Modernization and Transformation spur IoT

Industrial and enterprise organizations are accelerating planned digital transformation efforts during the market disruption caused by the global health crisis. 28% of organizations responding to the 451 Voice of the Enterprise, Digital Pulse: Coronavirus Flash Survey October 2020 said that modernization and transformation have greater priority as a result of the coronavirus outbreak. These efforts combine process changes, organizational changes, and the use of sensors, communications, compute and analytics, broadly bundled under the moniker ‘The Internet of Things’ or ‘IoT’.

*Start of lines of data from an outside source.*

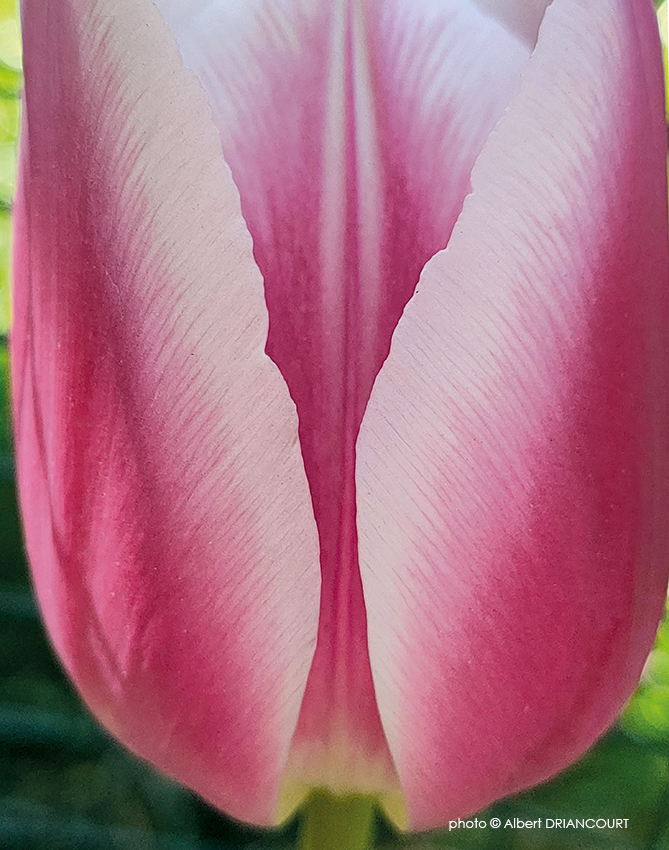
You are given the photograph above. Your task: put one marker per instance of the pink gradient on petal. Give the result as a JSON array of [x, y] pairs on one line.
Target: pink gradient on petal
[[351, 130], [167, 513], [513, 469]]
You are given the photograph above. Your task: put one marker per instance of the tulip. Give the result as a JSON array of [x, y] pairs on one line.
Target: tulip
[[293, 525]]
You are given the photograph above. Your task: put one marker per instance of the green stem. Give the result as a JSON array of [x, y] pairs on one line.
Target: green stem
[[337, 823]]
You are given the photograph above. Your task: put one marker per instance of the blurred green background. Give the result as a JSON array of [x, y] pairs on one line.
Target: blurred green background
[[65, 784]]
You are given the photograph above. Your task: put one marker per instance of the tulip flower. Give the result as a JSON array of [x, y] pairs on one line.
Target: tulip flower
[[341, 385]]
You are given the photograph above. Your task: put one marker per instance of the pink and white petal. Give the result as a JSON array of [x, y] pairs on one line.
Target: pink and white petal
[[351, 129], [513, 497], [167, 512]]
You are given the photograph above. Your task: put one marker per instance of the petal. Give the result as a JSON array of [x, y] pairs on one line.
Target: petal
[[351, 129], [512, 463], [168, 519]]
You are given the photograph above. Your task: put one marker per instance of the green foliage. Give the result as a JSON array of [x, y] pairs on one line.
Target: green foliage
[[64, 784]]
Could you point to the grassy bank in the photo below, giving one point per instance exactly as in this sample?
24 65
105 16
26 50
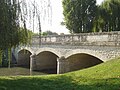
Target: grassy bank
105 76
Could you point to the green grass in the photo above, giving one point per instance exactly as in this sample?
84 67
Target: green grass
105 76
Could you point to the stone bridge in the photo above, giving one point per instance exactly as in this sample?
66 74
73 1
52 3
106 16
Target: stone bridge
65 53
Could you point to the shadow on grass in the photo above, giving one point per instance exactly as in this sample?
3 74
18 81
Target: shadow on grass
58 83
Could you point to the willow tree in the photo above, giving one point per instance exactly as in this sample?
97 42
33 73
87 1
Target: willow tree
79 15
11 34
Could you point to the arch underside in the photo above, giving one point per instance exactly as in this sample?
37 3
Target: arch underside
81 61
46 62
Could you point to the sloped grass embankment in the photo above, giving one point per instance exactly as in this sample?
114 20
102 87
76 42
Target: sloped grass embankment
105 76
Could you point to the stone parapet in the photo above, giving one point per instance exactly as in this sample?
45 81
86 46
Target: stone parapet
88 39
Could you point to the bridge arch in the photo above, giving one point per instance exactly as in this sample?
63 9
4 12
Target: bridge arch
23 59
46 60
54 51
79 59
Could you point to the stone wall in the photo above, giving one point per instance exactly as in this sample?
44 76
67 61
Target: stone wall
88 39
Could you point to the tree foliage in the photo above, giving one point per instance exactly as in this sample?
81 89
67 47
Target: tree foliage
110 15
85 16
79 15
10 31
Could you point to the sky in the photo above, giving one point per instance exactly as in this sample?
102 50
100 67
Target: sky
57 18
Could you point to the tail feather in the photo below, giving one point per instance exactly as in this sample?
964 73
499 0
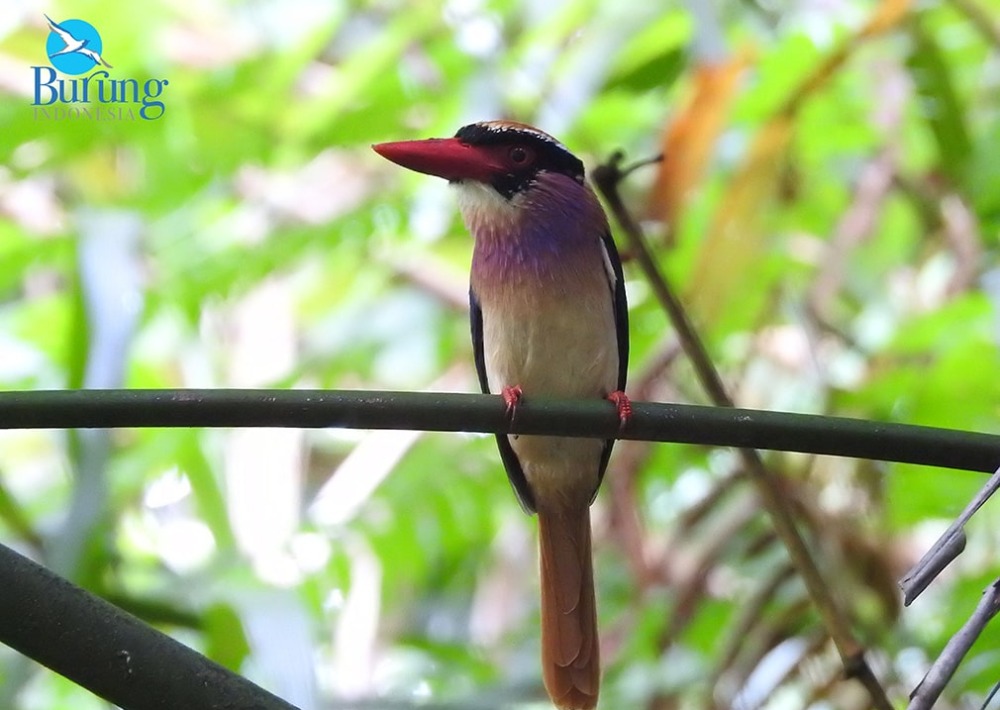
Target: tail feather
570 656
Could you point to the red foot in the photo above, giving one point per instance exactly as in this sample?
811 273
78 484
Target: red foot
511 397
624 406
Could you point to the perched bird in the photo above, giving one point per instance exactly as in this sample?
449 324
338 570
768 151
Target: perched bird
74 45
549 317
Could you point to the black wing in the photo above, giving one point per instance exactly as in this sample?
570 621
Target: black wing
510 462
621 331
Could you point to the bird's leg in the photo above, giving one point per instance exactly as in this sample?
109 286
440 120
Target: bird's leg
511 397
624 406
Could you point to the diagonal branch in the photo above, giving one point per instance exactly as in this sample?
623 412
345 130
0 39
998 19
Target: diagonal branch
110 652
607 178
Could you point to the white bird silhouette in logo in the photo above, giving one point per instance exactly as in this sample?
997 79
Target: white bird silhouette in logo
74 45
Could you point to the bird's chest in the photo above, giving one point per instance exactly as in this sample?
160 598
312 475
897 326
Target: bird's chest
551 332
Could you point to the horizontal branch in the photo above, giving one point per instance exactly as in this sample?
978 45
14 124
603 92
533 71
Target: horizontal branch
434 411
108 651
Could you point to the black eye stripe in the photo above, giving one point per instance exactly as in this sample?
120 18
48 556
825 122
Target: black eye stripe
549 154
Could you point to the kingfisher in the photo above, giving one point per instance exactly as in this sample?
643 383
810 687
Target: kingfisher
549 317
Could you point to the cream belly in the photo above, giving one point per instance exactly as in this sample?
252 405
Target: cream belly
565 348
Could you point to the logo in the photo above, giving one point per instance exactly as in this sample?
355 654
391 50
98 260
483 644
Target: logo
75 48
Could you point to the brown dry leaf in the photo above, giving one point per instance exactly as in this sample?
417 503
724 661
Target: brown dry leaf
735 236
690 138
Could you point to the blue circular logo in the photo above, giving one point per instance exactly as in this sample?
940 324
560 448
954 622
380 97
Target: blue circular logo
74 46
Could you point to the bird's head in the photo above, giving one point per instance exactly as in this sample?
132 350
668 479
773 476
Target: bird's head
500 168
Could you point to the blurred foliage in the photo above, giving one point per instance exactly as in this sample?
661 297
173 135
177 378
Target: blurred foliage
829 204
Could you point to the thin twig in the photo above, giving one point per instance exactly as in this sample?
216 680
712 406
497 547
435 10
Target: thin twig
949 546
607 178
926 693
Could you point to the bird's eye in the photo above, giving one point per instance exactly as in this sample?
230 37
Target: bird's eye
518 155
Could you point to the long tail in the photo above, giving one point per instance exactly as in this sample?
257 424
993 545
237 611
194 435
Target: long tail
571 664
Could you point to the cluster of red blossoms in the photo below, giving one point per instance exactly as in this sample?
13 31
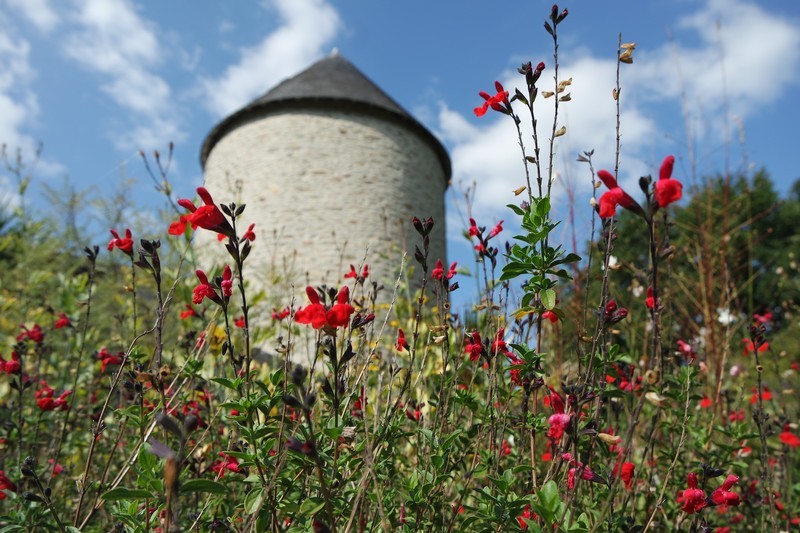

Industrial / Manufacturing at the forefront of IoT

While no industry vertical is immune from the forces of transformation, they are most clearly seen in the heavier industries of manufacturing, transportation and energy, referred to as IIoT, or the Industrial Internet of Things.  These verticals are no newcomers to industrial automation, fleet telematics, and the suites of technologies for extracting operational efficiencies from energy infrastructure as diverse as offshore oil rigs to electric substations, however the introduction of new connectivity networks, pervasive inexpensive sensors, and edge computing and analytics has provided these verticals with a fresh toolbox to redesign their operations.

Industrial Use Cases

IIoT verticals are the most pragmatic and focused of all industries, balancing operational benefits such as increased uptime and cost savings with capital expenditures.  The projects, or workloads, that are deployed reflect this pragmatism as shown in Table 1 below.  They balance the utilization of equipment, avoiding unscheduled downtime, tracking vehicles and inventory, and ensuring the safety of workers in these ‘boomable’ industries.

Primary IIoT Use Cases Implemented by Vertical
ManufacturingTransportationOil and Gas
Production Monitoring (72%)Fleet Tracking (46%)Production / Asset Management (36%)
Predictive or Condition-based Maintenance (63%)Vehicle Diagnostics / Predictive Maintenance (45%)Worker Management / Safety (34%)
Inventory monitoring (57%)Cargo Tracking (38%)Field Optimization / analytics (30%)

Table 1: IoT use cases implemented today by industrial vertical.

Source: 451 Research Voice of the Enterprise: IoT, The OT Perspective, Use Cases and Outcomes 2020

The rise of Digital Twins

Safety concerns and automation were already driving the adoption of Digital Twins within these industries.  Digital Twins are 3D models built from sensor and actuator data on connected devices, providing a window into equipment operational status including data that may not be accessible when looking at the physical asset itself. Digital twins’ primary use cases within organizations are to speed access to cross-plant instrumentation, to reduce cycle time for designing new processes and installing new equipment, and simulating ‘what-if’ scenarios for maintenance, diagnostics and process improvement.

Operational Differences

The use cases mentioned in Table 1 each differ in their operational parameters.  Some require real-time or near-real-time feedback for manufacturing or energy processes, some are broader ‘aggregation’ exercises that require data from multiple machines or sites to train machine learning models.  This has highlighted the multi-polarity of workload venues, from the cloud, to aggregation points like corporate datacenters and hosting, to all the way out at the point of data origination at the edge of the network.  The reasons for workload placements differ, based on the security, latency requirements, cost and availability of bandwidth, access to legacy (non-IP) equipment for data acquisition and control, data sovereignty, and resilience in the event of wide area network failure.  In IIoT contexts, 39% of data is initially analyzed and stored in the cloud, off-site enterprise or third-party datacenters, according to respondents to 451 Research’s Voice of the Enterprise, Internet of Things, Workloads and Key Projects 2020 survey respondents.  The remaining 61% is analyzed and stored at the edge, or near edge, on venues from the device itself (if compute-capable enough), gateways, dedicated computers, or in micro-datacenters near the source of data. This diversity of venues introduces orchestration, security and management challenges that were, while still complex, simpler in a cloud-first IT environment.

Conclusion

Industrial organizations are censoring data more and more, and leveraging their sensor data will continue to reap them benefits. There are common data requirements: real-time, edge-access, core-access, and reliance upon artificial intelligence and machine learning, making the future of Industrial IoT smarter and smarter.